After dynamic stretching, do the following low-intensity “activation” exercises to get your brain communicating with the muscles of your core and legs:
  • Dead bugs
  • Push-ups
  • Side-lying clamshells
  • Bird dogs
  • Lunge matrix
  • Heel walk
Perform enough reps to feel loose but not so many that you fatigue.

4. Finish warm-up with central nervous system activation.

Just like you have to stimulate your muscles ahead of time, you also have to fire up the neural pathways that promote proper running mechanics.

Begin with simply marching and low-intensity skipping (so-called ‘A skips’ and ‘B skips’) and proceed to high knees, butt kicks, and skipping for height:

Post-run Reset

Don’t just sprint your last mile and immediately proceed to the kitchen for a sandwich. Instead, spend the extra ten minutes gradually backing off in intensity. Your body will thank you later. Jog for a bit; then walk until your breathing and heart rate is back to near resting level.

Now you’ve earned the right to do your static stretching. Feel the euphoria! Don’t just do any old static stretches, though. Focus on the ones you really need. Below are a few that fit the bill for the majority of runners.

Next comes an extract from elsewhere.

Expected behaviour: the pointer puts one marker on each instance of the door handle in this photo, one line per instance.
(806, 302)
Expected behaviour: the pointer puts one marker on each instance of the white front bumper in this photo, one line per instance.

  • Deep breath in a deep squat (30 seconds)
  • Band-supported leg lowering for hamstring length (10 reps/side)
  • Triangle glute stretch (30 seconds/side)
  • Half-kneeling hip flexor stretch (30 seconds/side)

A Note on Footwear

Don’t mess around with old sneaks. Due to the repetitive pounding of the sport, professional triathlete Dan Feeney recommends re-upping on footwear every 300 miles. For those keeping score at home, if you run an average of 12 miles per week, that’s about every six months  and even more frequently for higher volume runners.

Recently, the pendulum has swung all the way from barefoot and minimalist footwear to so-called “maximalist” shoes, which help dissipate forces more effectively than regular running shoes. Every shoe has its merits and drawbacks in terms of the striking pattern it promotes. What works well for one runner may contribute to injury in another.

How do you know what’s right for you? Try each iteration out for yourself. No matter whether you’re transitioning towards minimalist, maximalist, or back from one extreme to the middle ground, be sure to make the change gradually (i.e. a quarter-mile at a time).

Pro triathlete Dan Feeney re-ups on sneaks every 300 miles, and you should, too!